Mayka

Personal information
- Full name: Milagrosa Mecheba Ebaco
- Date of birth: 12 February 1987 (age 39)
- Place of birth: Bata, Equatorial Guinea
- Height: 1.62 m (5 ft 4 in)
- Position(s): Midfielder; winger;

Team information
- Current team: Inter Promesas
- Number: 6

Senior career*
- Years: Team / Apps / (Gls)
- 2011: Torrelodones CF
- 2011–2012: Madrid CFF
- 2012–2013: CDAV San Nicasio
- 2014–2018: CD Amistades Guadalajara / 96 / (40)
- 2018–2019: EMF Fuensalida / 23+ / (14+)
- 2019–2020: Dinamo Guadalajara / 1 / (0)
- 2020–2021: AD Fundación / 12 / (13)
- 2023–: Inter Promesas / 2 / (0)

International career^{‡}
- 2017–: Equatorial Guinea / 1 / (0)

= Mayka Mecheba =

Equatoguinean footballer and painter

Milagrosa Mecheba Ebaco (born 12 February 1987), commonly known as Mayka, is an Equatorial Guinean painter and footballer who plays as a midfielder for Primera Madrid club CD Inter Promesas and the Equatorial Guinea women's national team. She also holds Spanish citizenship.

==Club career==
Mayka started with Torrelodones CF in Segunda División. She suffered a serious injury during the final stretch of the 2010-2011 campaign. She moved to Madrid CFF for the next season.

She joined Segunda División club CDAV San Nicasio in the summer of 2012. She remained there until the middle of the 2013-2014 campaign. Then, she moved to CD Amistades Guadalajara, playing her first match for them on 1 March 2014. Over the years, she became the team captain.

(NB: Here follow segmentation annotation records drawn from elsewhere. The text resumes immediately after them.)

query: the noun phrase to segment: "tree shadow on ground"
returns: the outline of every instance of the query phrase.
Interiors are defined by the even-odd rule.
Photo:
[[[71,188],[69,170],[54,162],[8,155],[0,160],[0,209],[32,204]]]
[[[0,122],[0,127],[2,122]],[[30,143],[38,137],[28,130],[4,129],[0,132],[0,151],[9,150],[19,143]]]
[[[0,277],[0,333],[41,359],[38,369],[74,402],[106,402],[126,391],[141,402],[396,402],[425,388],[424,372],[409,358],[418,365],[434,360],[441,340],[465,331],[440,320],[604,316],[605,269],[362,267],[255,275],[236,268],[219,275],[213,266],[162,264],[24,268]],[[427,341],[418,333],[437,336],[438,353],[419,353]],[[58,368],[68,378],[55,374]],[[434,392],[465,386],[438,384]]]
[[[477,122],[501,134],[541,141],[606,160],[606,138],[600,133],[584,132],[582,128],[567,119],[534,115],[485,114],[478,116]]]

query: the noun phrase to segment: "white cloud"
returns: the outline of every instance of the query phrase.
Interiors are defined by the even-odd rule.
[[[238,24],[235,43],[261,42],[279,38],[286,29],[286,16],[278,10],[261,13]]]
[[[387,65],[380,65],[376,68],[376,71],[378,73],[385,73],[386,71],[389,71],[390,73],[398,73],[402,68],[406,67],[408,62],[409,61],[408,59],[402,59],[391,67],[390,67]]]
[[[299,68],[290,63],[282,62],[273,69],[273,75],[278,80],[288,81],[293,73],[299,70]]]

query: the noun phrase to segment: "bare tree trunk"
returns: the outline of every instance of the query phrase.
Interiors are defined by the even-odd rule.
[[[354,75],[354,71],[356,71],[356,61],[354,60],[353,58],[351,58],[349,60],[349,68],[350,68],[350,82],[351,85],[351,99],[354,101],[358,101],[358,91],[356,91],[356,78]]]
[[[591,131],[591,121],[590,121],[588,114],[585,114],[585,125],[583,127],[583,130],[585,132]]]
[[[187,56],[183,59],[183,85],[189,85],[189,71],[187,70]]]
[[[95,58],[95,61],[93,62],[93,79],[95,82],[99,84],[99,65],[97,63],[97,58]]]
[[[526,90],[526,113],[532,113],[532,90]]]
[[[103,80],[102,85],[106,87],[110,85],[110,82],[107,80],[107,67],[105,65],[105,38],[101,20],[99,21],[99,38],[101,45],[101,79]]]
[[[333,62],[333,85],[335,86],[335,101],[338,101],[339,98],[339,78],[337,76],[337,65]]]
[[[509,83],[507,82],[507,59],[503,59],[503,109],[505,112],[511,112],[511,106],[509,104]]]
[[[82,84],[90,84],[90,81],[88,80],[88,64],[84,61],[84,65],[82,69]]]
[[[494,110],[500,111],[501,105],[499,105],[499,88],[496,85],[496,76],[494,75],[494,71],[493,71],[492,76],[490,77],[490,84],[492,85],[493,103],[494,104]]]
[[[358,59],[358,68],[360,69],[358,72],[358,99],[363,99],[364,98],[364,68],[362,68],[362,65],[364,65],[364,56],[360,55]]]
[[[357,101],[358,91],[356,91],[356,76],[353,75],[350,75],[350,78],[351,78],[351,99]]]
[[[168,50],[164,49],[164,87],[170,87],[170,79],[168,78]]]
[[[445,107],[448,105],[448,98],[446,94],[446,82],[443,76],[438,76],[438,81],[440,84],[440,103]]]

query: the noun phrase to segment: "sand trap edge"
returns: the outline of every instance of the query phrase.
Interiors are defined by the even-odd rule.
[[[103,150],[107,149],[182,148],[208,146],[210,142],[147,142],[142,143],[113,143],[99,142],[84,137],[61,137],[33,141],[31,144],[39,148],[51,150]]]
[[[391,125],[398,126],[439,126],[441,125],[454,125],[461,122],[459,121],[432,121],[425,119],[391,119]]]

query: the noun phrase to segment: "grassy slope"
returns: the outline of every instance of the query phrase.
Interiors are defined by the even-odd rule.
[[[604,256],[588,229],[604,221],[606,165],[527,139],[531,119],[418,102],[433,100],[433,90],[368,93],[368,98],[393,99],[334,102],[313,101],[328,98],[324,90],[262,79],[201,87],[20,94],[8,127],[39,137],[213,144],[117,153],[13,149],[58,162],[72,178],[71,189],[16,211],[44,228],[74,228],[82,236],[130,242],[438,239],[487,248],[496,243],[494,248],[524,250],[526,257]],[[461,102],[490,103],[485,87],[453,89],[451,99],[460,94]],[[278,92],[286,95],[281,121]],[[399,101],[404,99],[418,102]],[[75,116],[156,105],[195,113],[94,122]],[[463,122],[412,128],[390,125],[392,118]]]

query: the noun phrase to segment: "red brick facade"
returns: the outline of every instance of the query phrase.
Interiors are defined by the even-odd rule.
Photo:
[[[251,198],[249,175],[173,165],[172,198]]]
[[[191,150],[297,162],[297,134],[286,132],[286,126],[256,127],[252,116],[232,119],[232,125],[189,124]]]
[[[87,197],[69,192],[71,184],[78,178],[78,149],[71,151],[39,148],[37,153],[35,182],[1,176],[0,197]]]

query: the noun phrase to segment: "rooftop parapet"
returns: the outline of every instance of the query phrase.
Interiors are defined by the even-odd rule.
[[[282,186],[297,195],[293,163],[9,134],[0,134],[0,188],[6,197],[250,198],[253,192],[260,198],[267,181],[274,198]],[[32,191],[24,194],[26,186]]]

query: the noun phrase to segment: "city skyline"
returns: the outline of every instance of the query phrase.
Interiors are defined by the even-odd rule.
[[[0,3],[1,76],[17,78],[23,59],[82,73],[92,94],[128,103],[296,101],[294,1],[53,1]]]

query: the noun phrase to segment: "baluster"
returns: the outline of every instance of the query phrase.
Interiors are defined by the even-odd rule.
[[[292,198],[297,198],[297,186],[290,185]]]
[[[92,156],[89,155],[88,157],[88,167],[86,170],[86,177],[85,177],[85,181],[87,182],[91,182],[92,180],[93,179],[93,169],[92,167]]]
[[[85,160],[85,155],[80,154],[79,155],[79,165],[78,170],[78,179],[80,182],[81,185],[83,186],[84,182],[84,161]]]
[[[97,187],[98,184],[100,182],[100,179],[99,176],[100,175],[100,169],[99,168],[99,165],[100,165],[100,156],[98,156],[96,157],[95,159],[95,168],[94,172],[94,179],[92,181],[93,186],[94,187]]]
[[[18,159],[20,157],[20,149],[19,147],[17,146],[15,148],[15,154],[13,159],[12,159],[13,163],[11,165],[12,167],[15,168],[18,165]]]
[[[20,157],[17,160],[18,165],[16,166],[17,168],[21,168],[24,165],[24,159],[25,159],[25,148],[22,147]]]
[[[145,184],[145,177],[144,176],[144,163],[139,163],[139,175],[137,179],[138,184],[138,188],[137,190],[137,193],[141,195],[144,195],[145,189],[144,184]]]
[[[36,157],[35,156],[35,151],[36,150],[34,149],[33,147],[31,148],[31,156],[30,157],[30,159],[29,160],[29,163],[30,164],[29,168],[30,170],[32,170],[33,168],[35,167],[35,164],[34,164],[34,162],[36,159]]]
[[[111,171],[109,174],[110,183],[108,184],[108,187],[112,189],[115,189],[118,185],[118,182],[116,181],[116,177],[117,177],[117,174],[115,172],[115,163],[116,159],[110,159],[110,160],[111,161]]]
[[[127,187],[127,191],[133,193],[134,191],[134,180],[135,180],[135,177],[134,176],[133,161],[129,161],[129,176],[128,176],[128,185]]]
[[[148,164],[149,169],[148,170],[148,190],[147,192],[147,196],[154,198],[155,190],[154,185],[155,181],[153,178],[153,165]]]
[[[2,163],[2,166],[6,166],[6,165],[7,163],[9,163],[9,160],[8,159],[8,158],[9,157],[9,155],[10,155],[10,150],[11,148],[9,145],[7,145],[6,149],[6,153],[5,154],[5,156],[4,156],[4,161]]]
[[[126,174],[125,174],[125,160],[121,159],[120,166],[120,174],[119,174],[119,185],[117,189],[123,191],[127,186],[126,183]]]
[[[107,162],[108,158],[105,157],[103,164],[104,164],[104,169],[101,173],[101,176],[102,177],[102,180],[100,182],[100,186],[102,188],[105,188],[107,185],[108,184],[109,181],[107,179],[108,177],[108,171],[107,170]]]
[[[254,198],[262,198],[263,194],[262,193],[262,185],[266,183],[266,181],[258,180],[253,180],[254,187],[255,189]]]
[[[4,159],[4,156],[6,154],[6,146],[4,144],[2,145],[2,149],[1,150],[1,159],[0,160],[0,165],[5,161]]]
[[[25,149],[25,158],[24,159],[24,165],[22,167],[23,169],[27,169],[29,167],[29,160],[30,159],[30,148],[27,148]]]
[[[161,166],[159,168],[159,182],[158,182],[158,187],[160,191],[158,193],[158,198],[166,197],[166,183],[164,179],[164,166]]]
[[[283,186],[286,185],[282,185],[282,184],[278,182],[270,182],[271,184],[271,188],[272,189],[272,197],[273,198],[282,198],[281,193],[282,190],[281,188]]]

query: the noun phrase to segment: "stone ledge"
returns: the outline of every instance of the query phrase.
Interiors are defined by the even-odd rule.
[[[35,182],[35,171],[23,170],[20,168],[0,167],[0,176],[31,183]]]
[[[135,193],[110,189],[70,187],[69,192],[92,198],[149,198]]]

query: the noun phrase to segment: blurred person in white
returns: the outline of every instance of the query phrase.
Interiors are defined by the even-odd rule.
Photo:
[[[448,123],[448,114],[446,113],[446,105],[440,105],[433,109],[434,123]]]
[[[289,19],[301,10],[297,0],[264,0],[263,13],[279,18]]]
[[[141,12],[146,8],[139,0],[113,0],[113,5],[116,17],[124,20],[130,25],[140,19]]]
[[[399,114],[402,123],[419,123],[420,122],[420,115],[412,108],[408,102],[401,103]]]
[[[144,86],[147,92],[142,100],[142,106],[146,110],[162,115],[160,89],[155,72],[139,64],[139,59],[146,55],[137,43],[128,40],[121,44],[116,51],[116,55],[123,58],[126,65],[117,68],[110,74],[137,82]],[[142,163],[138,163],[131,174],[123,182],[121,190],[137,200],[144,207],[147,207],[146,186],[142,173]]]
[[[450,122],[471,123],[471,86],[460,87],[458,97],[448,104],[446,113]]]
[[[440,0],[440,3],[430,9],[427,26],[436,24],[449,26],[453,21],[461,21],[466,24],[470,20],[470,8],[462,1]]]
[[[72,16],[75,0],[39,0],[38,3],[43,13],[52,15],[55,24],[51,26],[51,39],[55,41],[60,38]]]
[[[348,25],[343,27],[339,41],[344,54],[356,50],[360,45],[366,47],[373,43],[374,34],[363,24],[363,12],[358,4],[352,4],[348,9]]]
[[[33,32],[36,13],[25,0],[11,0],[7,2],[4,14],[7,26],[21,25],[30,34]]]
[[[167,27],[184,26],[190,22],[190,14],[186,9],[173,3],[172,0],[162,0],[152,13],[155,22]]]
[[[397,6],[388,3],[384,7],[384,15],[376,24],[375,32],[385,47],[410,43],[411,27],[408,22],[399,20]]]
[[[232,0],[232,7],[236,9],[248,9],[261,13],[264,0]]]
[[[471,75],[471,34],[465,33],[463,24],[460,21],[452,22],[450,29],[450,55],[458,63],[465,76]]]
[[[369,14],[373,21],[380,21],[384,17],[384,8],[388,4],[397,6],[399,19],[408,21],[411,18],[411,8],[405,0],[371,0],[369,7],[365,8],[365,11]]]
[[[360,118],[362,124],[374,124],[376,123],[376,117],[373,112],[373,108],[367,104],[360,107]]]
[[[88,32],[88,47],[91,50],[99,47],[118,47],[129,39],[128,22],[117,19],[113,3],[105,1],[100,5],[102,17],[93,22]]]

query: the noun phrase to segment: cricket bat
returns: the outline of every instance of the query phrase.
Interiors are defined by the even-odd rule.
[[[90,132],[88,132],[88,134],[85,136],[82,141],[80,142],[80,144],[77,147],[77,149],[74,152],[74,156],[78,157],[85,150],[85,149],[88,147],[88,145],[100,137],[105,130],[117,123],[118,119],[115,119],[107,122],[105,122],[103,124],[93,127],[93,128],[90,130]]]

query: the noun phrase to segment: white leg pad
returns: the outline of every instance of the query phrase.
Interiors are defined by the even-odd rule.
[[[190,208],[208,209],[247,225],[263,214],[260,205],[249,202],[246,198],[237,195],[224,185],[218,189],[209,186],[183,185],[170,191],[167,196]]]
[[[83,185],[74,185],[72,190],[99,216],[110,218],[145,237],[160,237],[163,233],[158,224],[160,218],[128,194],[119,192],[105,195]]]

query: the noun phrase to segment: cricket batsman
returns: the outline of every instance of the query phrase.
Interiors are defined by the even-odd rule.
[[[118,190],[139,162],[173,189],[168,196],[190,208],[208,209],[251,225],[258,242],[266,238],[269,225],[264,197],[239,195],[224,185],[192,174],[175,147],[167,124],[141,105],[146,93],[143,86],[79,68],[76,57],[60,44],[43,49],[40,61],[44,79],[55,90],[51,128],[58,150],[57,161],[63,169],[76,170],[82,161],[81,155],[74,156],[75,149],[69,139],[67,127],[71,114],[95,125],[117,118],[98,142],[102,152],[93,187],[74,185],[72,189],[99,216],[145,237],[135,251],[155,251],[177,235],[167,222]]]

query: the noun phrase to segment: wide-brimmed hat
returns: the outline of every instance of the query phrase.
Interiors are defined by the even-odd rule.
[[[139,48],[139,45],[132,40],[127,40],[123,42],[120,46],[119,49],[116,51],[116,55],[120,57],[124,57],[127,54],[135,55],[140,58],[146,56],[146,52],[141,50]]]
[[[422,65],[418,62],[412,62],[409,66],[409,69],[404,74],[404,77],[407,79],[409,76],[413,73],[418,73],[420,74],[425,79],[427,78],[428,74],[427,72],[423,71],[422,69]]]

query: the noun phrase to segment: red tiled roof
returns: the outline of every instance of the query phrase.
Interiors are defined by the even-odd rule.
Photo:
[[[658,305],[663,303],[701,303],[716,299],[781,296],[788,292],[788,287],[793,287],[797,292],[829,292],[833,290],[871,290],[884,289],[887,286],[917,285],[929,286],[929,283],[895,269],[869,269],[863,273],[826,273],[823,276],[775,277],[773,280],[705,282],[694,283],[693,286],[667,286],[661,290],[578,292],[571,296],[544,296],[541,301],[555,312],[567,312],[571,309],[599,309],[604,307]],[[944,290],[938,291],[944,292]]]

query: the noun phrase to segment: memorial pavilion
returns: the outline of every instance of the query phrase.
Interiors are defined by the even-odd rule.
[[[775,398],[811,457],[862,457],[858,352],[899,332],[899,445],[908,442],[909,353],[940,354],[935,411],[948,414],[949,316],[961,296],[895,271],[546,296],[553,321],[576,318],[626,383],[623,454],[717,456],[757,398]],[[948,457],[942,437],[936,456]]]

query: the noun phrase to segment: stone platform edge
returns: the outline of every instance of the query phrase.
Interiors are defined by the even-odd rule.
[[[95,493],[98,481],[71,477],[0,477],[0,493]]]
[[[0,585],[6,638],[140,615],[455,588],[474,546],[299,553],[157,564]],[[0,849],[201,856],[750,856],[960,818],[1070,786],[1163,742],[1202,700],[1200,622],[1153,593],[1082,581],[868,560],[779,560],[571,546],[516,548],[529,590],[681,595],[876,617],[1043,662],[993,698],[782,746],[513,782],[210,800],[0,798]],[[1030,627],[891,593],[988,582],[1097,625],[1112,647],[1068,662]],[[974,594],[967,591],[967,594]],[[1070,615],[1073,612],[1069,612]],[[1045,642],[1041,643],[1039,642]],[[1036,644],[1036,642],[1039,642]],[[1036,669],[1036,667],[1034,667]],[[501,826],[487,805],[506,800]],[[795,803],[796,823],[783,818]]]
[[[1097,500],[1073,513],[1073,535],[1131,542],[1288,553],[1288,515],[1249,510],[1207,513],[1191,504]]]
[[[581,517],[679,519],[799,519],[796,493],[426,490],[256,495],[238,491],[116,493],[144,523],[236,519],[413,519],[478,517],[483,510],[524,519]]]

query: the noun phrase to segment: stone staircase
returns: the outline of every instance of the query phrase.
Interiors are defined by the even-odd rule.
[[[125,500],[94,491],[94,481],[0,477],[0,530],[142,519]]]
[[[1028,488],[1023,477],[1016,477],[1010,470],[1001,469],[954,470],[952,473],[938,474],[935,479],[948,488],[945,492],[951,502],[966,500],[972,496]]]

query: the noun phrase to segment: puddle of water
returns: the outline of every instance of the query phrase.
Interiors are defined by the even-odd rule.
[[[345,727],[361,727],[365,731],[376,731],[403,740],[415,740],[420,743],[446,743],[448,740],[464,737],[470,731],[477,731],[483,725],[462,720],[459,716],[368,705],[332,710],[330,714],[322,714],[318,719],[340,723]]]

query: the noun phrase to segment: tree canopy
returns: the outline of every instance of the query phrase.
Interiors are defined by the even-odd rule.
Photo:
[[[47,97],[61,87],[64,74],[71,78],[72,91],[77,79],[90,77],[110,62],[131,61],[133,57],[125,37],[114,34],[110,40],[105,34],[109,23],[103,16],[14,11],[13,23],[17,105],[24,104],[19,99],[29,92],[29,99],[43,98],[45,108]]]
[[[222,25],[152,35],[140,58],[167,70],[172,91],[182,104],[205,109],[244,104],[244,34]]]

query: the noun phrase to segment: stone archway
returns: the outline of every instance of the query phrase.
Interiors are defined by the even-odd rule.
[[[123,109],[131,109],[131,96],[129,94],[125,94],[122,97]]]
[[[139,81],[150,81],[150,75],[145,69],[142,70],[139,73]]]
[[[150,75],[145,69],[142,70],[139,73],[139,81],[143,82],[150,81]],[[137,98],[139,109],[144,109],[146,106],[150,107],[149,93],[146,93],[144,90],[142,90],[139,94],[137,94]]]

In early 2018, she left her long-time team Amistades Guadalajara to join Segunda División side EMF Fuensalida.

==International career==
Mayka made her international debut for Equatorial Guinea on 26 November 2017, coming on as a second-half substitute in a 4–0 home friendly win against Comoros.